Local Motion Control Generates precise motion commands.
Real-time Environment Context Builds a high-speed occupancy representation of the immediate surroundings.
Hardware Interface & Safety The final gateway to the robot’s actuation.
Global Data Management Serves static 2D/3D map files to the rest of the stack.
Calibration & recording Runs automated tests and performs motion recording for calibration and validation
Sensing Requirements¶
Kompass scales with your hardware, from minimal lab setups to sensor-heavy industrial platforms.
Minimum Requirements¶
To get the baseline navigation running, you need:
Odometry: Wheel encoders, IMU, or Visual Odometry.

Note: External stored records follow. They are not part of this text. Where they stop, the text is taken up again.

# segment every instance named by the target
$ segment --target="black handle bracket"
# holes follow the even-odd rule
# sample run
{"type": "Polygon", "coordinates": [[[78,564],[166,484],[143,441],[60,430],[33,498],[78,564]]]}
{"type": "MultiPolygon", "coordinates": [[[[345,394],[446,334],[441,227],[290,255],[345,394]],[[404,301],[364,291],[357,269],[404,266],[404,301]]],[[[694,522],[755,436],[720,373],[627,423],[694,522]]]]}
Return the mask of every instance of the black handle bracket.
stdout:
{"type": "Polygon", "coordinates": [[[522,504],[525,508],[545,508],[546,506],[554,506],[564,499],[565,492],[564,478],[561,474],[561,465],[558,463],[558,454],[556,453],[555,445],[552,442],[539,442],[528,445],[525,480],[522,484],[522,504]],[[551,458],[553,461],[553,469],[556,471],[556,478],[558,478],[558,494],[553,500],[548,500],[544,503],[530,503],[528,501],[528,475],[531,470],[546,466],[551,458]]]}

Obstacle Detection: 2D LiDAR or a Depth Camera.
Global Pose: A localization source (e.g., AMCL, SLAM, or GPS).
Enhanced Features¶
Unlock advanced capabilities with additional sensors:
Depth Cameras: Enable 3D obstacle avoidance and robust RGB-D Vision Following.
3D LiDAR: High-fidelity perception in complex, multi-level environments.
RGB Cameras: Enable semantic understanding and object-based navigation.
GPS/UWB: Precision localization for outdoor or large-scale indoor deployment.